The team also says it remains to be determined whether the high pathogenicity and transmissibility of SARS-CoV-2 is due, at least in part, to its unique 5’UTR sequence.
What about the role of ZAP?
The study found no evidence to suggest that the low CpG abundance in SARS-CoV-2 is related to an evolutionary pressure from ZAP.
Changes that were observed in motif representation were not exclusive to CpG. The CpG motifs preferentially targeted by ZAP did not have a lower representation than those that were not often recognized by ZAP.

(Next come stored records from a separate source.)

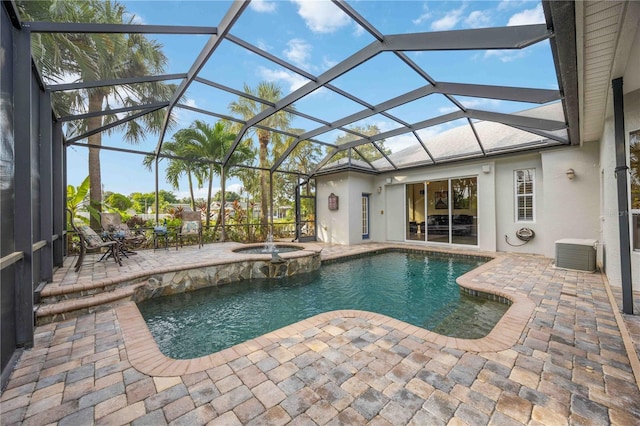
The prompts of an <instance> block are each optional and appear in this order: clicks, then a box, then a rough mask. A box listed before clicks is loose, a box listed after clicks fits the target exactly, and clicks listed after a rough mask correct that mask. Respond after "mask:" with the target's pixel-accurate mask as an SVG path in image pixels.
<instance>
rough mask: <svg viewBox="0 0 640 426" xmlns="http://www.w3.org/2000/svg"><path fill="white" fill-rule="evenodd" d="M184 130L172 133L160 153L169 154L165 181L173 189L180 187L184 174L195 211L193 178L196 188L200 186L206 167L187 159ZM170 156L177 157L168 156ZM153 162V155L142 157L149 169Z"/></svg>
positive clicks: (153, 156)
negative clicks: (171, 156)
mask: <svg viewBox="0 0 640 426" xmlns="http://www.w3.org/2000/svg"><path fill="white" fill-rule="evenodd" d="M185 130H186V129H181V130H178V131H177V132H176V133H174V135H173V137H172V140H170V141H167V142H165V143H163V144H162V151H161V153H162V154H164V155H167V156H169V163H168V164H167V169H166V177H165V178H166V181H167V183H169V184H171V186H172V187H173V189H180V178H181V177H182V176H186V177H187V182H188V185H189V196H190V199H191V209H192V210H193V211H196V199H195V195H194V193H193V185H194V179H195V181H196V183H197V185H198V189H199V188H202V183H203V182H204V176H205V175H206V167H203V165H202V164H199V163H197V162H194V160H193V159H189V157H188V155H189V153H188V152H186V151H185V144H186V139H185ZM171 156H174V157H179V158H170V157H171ZM153 163H155V157H154V156H153V155H148V156H146V157H145V158H144V161H143V164H144V165H145V166H146V167H147V169H149V170H151V167H152V165H153Z"/></svg>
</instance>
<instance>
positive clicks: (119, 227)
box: [100, 213, 146, 256]
mask: <svg viewBox="0 0 640 426" xmlns="http://www.w3.org/2000/svg"><path fill="white" fill-rule="evenodd" d="M100 223H101V225H102V230H103V231H104V232H107V233H108V234H109V235H111V236H112V237H113V236H116V238H118V239H119V240H121V242H122V244H123V247H122V248H123V249H124V250H123V252H122V254H123V255H124V256H126V255H127V254H128V253H129V254H130V253H133V252H132V251H131V250H133V249H134V248H136V247H137V246H139V245H140V244H142V243H144V242H145V241H146V238H145V236H144V235H136V234H134V233H133V232H132V231H131V229H129V226H128V225H127V224H126V223H123V222H122V217H120V214H119V213H100Z"/></svg>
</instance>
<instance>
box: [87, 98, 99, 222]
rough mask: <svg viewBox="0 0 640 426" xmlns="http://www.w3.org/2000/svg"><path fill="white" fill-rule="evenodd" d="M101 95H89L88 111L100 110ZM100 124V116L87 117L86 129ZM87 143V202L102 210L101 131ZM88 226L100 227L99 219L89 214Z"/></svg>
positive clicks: (95, 128) (89, 111)
mask: <svg viewBox="0 0 640 426" xmlns="http://www.w3.org/2000/svg"><path fill="white" fill-rule="evenodd" d="M102 100H103V96H102V95H101V94H99V93H92V94H90V95H89V111H88V112H90V113H91V112H97V111H102ZM101 126H102V117H100V116H98V117H91V118H88V119H87V131H91V130H94V129H97V128H99V127H101ZM88 144H89V146H90V147H89V184H90V187H89V204H90V206H91V207H93V208H94V209H95V210H96V211H98V212H101V211H102V175H101V172H100V148H94V147H100V146H101V145H102V133H96V134H95V135H91V136H89V138H88ZM90 226H91V227H92V228H94V229H100V221H99V219H98V218H96V217H94V216H93V215H91V222H90Z"/></svg>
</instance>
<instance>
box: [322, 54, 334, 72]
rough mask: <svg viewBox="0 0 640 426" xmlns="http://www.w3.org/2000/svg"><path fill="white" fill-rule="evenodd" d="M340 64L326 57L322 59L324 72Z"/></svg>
mask: <svg viewBox="0 0 640 426" xmlns="http://www.w3.org/2000/svg"><path fill="white" fill-rule="evenodd" d="M337 64H338V61H334V60H331V59H329V58H327V57H326V56H325V57H324V58H322V70H323V71H324V70H328V69H329V68H333V67H335V66H336V65H337Z"/></svg>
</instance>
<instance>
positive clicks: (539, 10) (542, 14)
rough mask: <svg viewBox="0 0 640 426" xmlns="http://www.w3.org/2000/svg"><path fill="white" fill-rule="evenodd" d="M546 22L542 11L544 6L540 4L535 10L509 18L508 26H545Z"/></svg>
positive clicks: (525, 11) (525, 10) (528, 11)
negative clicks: (534, 24) (525, 25)
mask: <svg viewBox="0 0 640 426" xmlns="http://www.w3.org/2000/svg"><path fill="white" fill-rule="evenodd" d="M544 22H545V19H544V12H543V11H542V5H541V4H538V5H537V6H536V7H535V8H533V9H527V10H523V11H522V12H519V13H516V14H515V15H513V16H512V17H511V18H509V22H508V23H507V26H509V27H511V26H516V25H531V24H543V23H544Z"/></svg>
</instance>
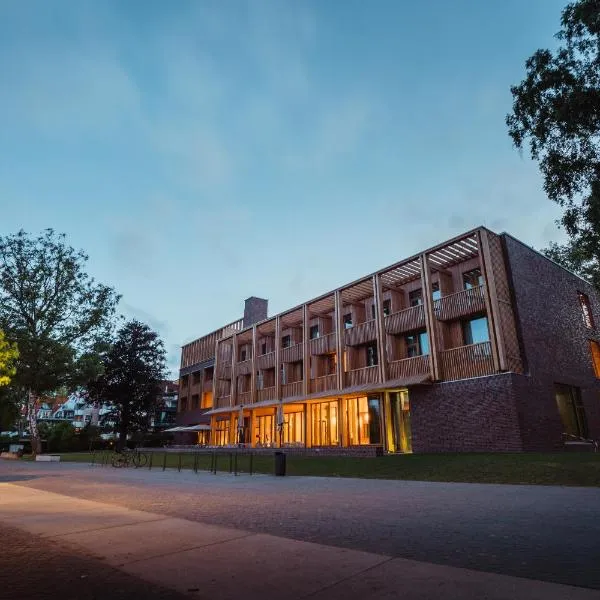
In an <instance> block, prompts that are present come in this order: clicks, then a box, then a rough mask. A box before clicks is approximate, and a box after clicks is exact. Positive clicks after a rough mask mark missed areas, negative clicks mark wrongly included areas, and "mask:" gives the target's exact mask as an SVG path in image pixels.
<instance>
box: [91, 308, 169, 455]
mask: <svg viewBox="0 0 600 600" xmlns="http://www.w3.org/2000/svg"><path fill="white" fill-rule="evenodd" d="M164 378H165V349H164V345H163V342H162V340H161V339H160V338H159V336H158V334H157V333H156V332H154V331H152V329H150V328H149V327H148V326H147V325H145V324H144V323H141V322H139V321H136V320H132V321H129V322H127V323H125V324H124V325H123V326H122V327H121V328H120V329H119V331H118V332H117V336H116V339H115V341H114V343H113V344H112V345H111V346H110V348H109V349H108V350H107V351H106V352H105V353H104V355H103V357H102V374H101V375H100V377H98V378H97V379H95V380H93V381H90V382H89V384H88V393H89V397H90V399H91V400H93V401H98V402H100V401H103V402H104V403H106V404H108V405H109V407H110V412H108V413H107V414H106V415H104V417H103V421H110V422H112V423H114V426H115V429H116V431H118V432H119V444H120V446H121V447H122V446H123V445H124V444H125V441H126V438H127V435H128V434H130V433H133V432H135V431H146V430H147V429H148V427H149V424H150V418H151V416H152V415H153V413H154V409H155V407H156V402H157V397H158V395H159V394H160V389H161V388H160V382H161V381H162V380H163V379H164Z"/></svg>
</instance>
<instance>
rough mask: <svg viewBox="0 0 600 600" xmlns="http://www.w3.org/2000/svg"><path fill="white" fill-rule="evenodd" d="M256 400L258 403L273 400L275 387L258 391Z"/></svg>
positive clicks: (259, 390)
mask: <svg viewBox="0 0 600 600" xmlns="http://www.w3.org/2000/svg"><path fill="white" fill-rule="evenodd" d="M257 398H258V401H259V402H263V401H264V400H275V386H272V387H269V388H263V389H262V390H258V393H257Z"/></svg>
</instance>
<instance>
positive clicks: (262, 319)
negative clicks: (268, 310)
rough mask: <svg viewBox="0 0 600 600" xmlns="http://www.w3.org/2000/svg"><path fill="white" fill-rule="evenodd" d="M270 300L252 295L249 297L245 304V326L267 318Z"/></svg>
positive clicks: (245, 326)
mask: <svg viewBox="0 0 600 600" xmlns="http://www.w3.org/2000/svg"><path fill="white" fill-rule="evenodd" d="M268 304H269V301H268V300H265V299H263V298H257V297H256V296H250V298H247V299H246V301H245V305H244V327H250V325H254V323H258V322H259V321H263V320H264V319H266V318H267V305H268Z"/></svg>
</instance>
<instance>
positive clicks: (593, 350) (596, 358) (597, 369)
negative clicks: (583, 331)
mask: <svg viewBox="0 0 600 600" xmlns="http://www.w3.org/2000/svg"><path fill="white" fill-rule="evenodd" d="M590 351H591V353H592V364H593V365H594V373H596V377H597V378H598V379H600V344H599V343H598V342H595V341H594V340H590Z"/></svg>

“This, however, does not imply ZAP plays no role in inhibiting SARS-CoV-2. In fact, it has recently been shown that ZAP can inhibit SARS-CoV-2 infection in vitro,” write the researchers.
“To better understand the role of ZAP and other restriction factors in the inhibition and/or evolution of viruses, a global analysis of viral genomic composition is needed,” they conclude.
bioRxiv publishes preliminary scientific reports that are not peer-reviewed and, therefore, should not be regarded as conclusive, guide clinical practice/health-related behavior, or treated as established information.